CERTIFICAT ANTIMAFIEUX
Nicola Altiero, numéro 2 de la Direction des enquêtes antimafia (DIA), se veut rassurant. « Nous ferons tout pour qu’il n’y ait pas de détournement, affirme à Marianne le patron du pôle financier de l’organisation. Nous avons prouvé notre efficacité en révélant toutes les activités criminelles qui se sont développées depuis deux ans. Nous connaissons parfaitement les méthodes de ces organisations. Le mécanisme de la triangulation qui lie une société italienne, une entreprise exportatrice et un paradis fiscal est parfaitement connu et maîtrisé. »

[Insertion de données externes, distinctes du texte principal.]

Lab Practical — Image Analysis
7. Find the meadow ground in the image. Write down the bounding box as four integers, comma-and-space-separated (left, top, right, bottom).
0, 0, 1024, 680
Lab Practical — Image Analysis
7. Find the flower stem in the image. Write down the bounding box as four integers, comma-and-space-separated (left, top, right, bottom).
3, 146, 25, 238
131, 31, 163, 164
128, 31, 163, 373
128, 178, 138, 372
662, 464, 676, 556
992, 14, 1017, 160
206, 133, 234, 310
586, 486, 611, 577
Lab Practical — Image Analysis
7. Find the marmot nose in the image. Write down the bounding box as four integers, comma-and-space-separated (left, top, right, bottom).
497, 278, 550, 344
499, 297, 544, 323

Pour éviter qu’un examen préalable des dossiers ne bloque les versements européens, l’Italie a décidé que le contrôle se ferait a posteriori, au niveau des appels d’offres. « Nous vérifierons à ce stade s’il n’y a pas eu pas de tentatives d’infiltration des entreprises et des sous-traitants assure Nicola Altiero. L’informatique et nos banques de données sont opérationnelles. » Délivré après l’ouverture d’une enquête spécifique, le certificat antimafieux sera obligatoire pour prétendre aux aides européennes. Écoutes téléphoniques et dénonciations seront mises à profit et tout devrait être passé au crible, depuis les comptes courants jusqu’à la liste des fournisseurs.
EUROPÉANISATION
D’après la direction de la DIA, les aides européennes seront ainsi attribuées et gérées par les préfets et non par les communes, ce qui constitue une garantie supplémentaire de sécurité. Cela n’empêchera pas les pays dits « frugaux » comme les Pays-Bas et l’Allemagne de garder l’Italie dans le viseur. Pourtant, la mafia italienne est aussi très active dans ces pays.

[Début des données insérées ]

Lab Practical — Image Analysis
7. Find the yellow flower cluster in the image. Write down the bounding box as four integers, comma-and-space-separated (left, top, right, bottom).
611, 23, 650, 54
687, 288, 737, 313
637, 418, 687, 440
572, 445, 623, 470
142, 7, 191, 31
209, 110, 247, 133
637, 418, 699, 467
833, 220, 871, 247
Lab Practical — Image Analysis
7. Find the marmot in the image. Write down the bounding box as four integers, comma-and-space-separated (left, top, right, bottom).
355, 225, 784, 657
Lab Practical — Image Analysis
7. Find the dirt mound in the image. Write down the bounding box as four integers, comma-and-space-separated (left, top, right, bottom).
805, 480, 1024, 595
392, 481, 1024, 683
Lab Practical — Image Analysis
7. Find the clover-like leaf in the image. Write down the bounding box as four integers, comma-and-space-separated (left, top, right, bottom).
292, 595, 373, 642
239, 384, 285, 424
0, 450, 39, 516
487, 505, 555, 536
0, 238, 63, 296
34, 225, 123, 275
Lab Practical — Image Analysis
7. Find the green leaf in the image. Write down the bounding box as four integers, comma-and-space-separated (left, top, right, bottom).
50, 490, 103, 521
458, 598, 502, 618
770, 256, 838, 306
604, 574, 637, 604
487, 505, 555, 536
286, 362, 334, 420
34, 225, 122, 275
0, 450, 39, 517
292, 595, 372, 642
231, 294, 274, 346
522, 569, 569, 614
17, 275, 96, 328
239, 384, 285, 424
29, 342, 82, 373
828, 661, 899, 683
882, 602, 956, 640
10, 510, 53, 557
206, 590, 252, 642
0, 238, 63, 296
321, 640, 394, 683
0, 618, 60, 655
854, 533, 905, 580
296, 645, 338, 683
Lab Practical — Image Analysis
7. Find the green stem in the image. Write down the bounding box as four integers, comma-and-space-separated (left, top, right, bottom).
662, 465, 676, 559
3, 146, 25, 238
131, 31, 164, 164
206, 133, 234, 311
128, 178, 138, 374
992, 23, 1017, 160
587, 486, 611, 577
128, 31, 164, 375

« En 2007, on a découvert que des familles mafieuses de San Luca, le centre névralgique en approvisionnement en cocaïne de toute l’Europe, s’étaient établies à Duisbourg et on avait remarqué, en relevant des tatouages effectués, que les rites mafieux avaient été accomplis en Allemagne » relève ainsi Clotilde Champeyrache, maître de conférences à l’université Paris-VIII. Pour elle, « on fait fausse route, en Europe si l’on considère que le problème mafieux est seulement italien ».
La preuve par Europol. D’après l’organisation anticriminelle européenne, 65 personnes ont été récemment arrêtées, soupçonnées d’avoir organisé un trafic de cocaïne entre l’Italie, les Pays-Bas, l’Allemagne et l’Espagne pour le compte de la ‘Ndranghetta, la mafia calabraise.
UN PARQUET EUROPÉEN ?
Le 23 mai dernier, en commémorant l’assassinat du juge Giovanni Falcone à Capaci, Sergio Mattarella, président de la République italienne a rappelé que le magistrat assassiné en 1992 s’était battu en vain pour que l’Europe élabore une politique antimafia. Le président italien espère que la création d’un parquet européen, pour lequel l’Italie vient de nommer quinze juges, changera la donne. « Cela fait des années que l’Italie réclame que l’Union européenne adopte au niveau des 27, l’équivalent de son article 416 bis qui institue le délit d’association mafieuse, précise Clotilde Champeyrache. En retour, l’Europe n’a pour réponse que la dénonciation du régime de prison arbitraire institué contre les mafieux. »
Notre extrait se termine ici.